Dave Winer makes a strong case against Medium in his brief and aptly titled post, “Anywhere but Medium.”
When you give in to the default, and just go ahead and post to Medium, you’re stifling the open web. Not giving it a chance to work its magic, which depends on diversity, not monoculture.
I’ve been harping on this awhile. I gave Medium the old college try last year, but once The Dissolve (z”l) linked to my piece and claimed I wrote for Medium, I was done.1
I don’t think Medium’s “reach” is any greater than that of the open web. I have 311 followers on Medium, but I can barely get the attention of any of them. My RSS subscribers (hi, everyone; thanks for reading!) here on the candler blog have proven far more generous with their attention than my Medium “followers.”

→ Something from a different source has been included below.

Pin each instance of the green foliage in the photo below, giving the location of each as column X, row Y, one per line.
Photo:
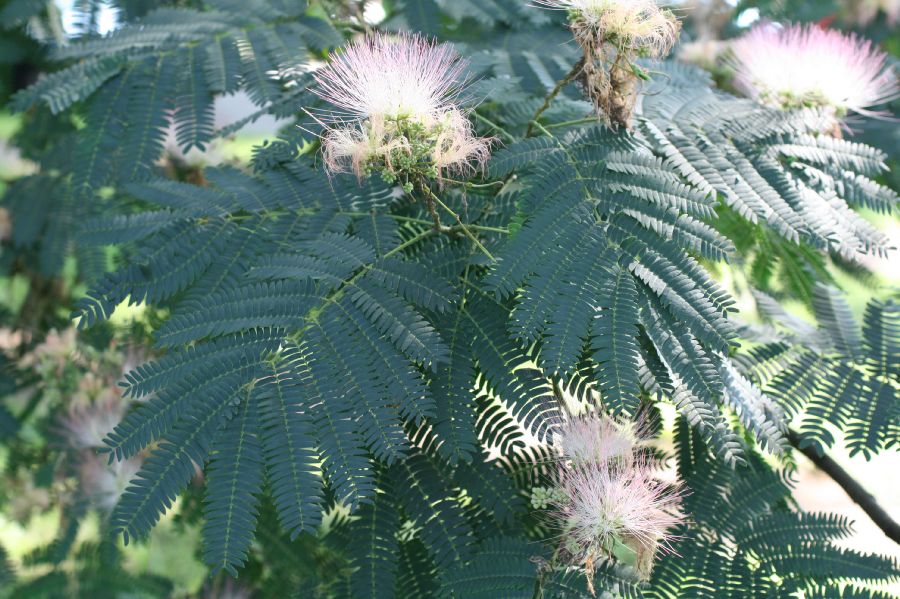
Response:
column 372, row 401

In the years2 since I started the candler blog, the web has gotten bigger and dumber. But that doesn’t mean there isn’t still room for more websites. Consolidating all writing into Medium or Facebook or, soon, Twitter, is a terrible idea. There might be a short term, ephemeral gain, but if you’re in it for long haul of the web, put your writing somewhere that can last, preferably something you own.
One more salient point from Winer:
Which pieces get flow? Ones that are critical of Medium? I doubt it.
See there’s the other problem with ceding a whole content type to a single company. Since you’re counting on them not just to store your writing, but also build flow for it, the inclination is to praise them, to withhold criticism. To try to guess what they like, and parrot it.
I’ve posted a number of articles critical of Medium on Medium. I may as well have yelled them out my window. Meanwhile a seemingly positive piece (unless you had read it in the context of everything else I had been saying about Medium at the time) I wrote there with an admittedly leading title, “Is Medium What Comes After Blogs?,” got re-shared by Medium staffers, which seems to be the only way to get any traction on the site.
When Winer talks about a “monoculture,” he’s not just talking about all writing going into Medium; he’s talking about writing trying to ape the Medium style. For now that means publishing articles that match the tastes of the site’s core group of editors. This is why I roll my eyes if a link sent my way points to Medium. It’s also why John Gruber introduced “fist eggplant,” a trend that continues to this day.
Anyway, it’s 2016. My goal this year is to write more about anything else than about how much I don’t want to write on Medium.